Alternatively, buy seedlings! Many garden centers and some farmers markets offer seedlings of beets, carrots and more in late summer and early fall. Parsnips and leeks have an even longer growing season and should be sown in late spring or early summer. Either set aside space for these, or fill empty parts of the midsummer garden.
Root vegetables can be harvested well into winter, especially when their rows are deeply mulched. Use mounded-up earth, leaf piles and/or bales of straw up to one foot thick. A little snow cover on top of that, when it arrives, does no harm. You’ll notice that your fall-to-winter harvest often tastes milder and sweeter than the same crops grown in the heat of a summer garden. Spot-checking is the key to knowing when it’s time to harvest. Then harvest as needed or harvest completely if the spot-check confirms they are just the size and flavor that you like.
GROWING CROPS IN STRUCTURES
If you want to get more serious about fall-to-winter food, a versatile and satisfying method is to set up a permanent cold frame, which you can make yourself or purchase. Though these often are used in spring to protect seedlings from cool weather while helping them acclimate to life outdoors, they also are great for fall use. You can easily raise any of the abovementioned fast-growing greens within.
A cold frame is simply a sheltering bottomless box with a transparent lid that you place over the dirt in your garden. There are many cold frame kits on the market, or you can make one out of an old window or attach heavy plastic or fiberglass to a wooden frame—anything that seals the top and lets light through. A minimum size of four feet long and three feet wide accommodates enough of one crop or several similar ones to feed two to four people. Don’t make the box wider than three feet, or you’ll have trouble reaching your harvest!

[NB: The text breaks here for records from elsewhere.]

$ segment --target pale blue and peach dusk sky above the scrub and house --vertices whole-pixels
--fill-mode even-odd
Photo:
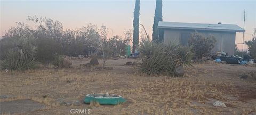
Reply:
[[[134,1],[1,1],[1,36],[15,22],[25,22],[28,15],[58,20],[64,29],[76,29],[88,23],[102,24],[110,35],[123,36],[124,29],[132,29]],[[190,23],[237,24],[243,28],[246,9],[245,40],[251,39],[256,28],[256,1],[166,1],[163,0],[163,21]],[[151,35],[155,1],[140,2],[140,23]],[[141,30],[142,28],[140,28]],[[242,43],[242,33],[236,43]]]

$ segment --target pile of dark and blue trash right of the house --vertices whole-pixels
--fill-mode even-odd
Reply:
[[[249,55],[244,55],[243,57],[237,55],[227,56],[225,52],[217,52],[212,56],[212,59],[219,62],[226,62],[227,64],[253,64],[253,59]]]

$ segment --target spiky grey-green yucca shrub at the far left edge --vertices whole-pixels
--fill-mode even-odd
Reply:
[[[35,68],[35,47],[27,38],[9,41],[9,49],[4,53],[1,69],[26,70]]]

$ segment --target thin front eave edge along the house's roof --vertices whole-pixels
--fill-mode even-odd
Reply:
[[[163,29],[187,29],[187,30],[206,30],[206,31],[228,31],[228,32],[245,32],[245,30],[230,30],[230,29],[211,29],[211,28],[183,28],[183,27],[165,27],[165,26],[158,26],[157,28]]]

Make your cold frame higher in the back (1.5 feet) and shorter in the front (one foot). These dimensions allow ease of harvest, while the slope of the lid permits good light collection. Set it up facing south, again for good light, ideally against a house or garage wall or a fence, to mitigate wind and cold. Attach the lid to the taller back of the cold frame with hinges.

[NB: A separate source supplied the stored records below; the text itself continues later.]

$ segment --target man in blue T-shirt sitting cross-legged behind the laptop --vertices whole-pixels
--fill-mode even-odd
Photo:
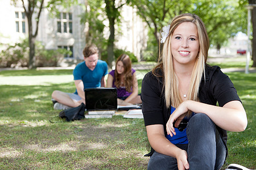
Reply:
[[[75,93],[67,93],[59,90],[52,92],[54,109],[68,109],[85,104],[85,88],[105,87],[105,75],[108,74],[108,65],[98,59],[98,48],[95,45],[85,46],[83,52],[84,61],[73,70],[76,85]]]

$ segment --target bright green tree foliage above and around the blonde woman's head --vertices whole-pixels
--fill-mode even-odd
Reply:
[[[134,0],[131,6],[138,8],[137,14],[150,29],[148,49],[143,56],[146,60],[153,60],[153,56],[158,56],[158,50],[152,46],[158,44],[162,27],[175,15],[187,12],[200,16],[207,27],[210,44],[220,48],[238,31],[246,32],[245,5],[245,0]],[[156,46],[158,48],[159,45]]]

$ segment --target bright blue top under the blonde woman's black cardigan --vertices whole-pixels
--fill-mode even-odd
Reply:
[[[171,107],[171,114],[175,111],[176,108]],[[195,113],[192,113],[192,116]],[[185,120],[189,120],[188,118],[184,118]],[[187,138],[187,128],[185,128],[183,131],[179,131],[179,129],[175,128],[176,135],[166,135],[166,138],[174,145],[176,144],[187,144],[188,138]]]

You may be surprised at how well plants grow and thrive in a cold frame. Nice pluses: There’s hardly any weed growth, and with the sun at a low angle and not much soil-moisture evaporation, you don’t have to fuss over the plants or water them often. Just be aware that the front needs to be propped open for ventilation on warmer or sunnier days so that the contents don’t cook— intervene when the interior temperature reaches 70°. Install a thermometer or an automatic vent-controller made expressly for this purpose. Gardener’s Supply Company (Gardeners.com) sells one for about $75 or buy one wherever garden or greenhouse supplies are sold. Note: Nonelectric vent controllers like this one can lift only about 15 pounds, so it may not work with a lid made from a heavy old glass window.
Once you’ve tasted success with growing food in cooler weather, you may want to invest in a small greenhouse. Build one yourself, buy a kit or hire a contractor. For heat-retaining efficiency, a useful one should be at least 12-x-20- feet. You could spend $200 to $2,000 or more, and you will need dedicated space for it in your yard.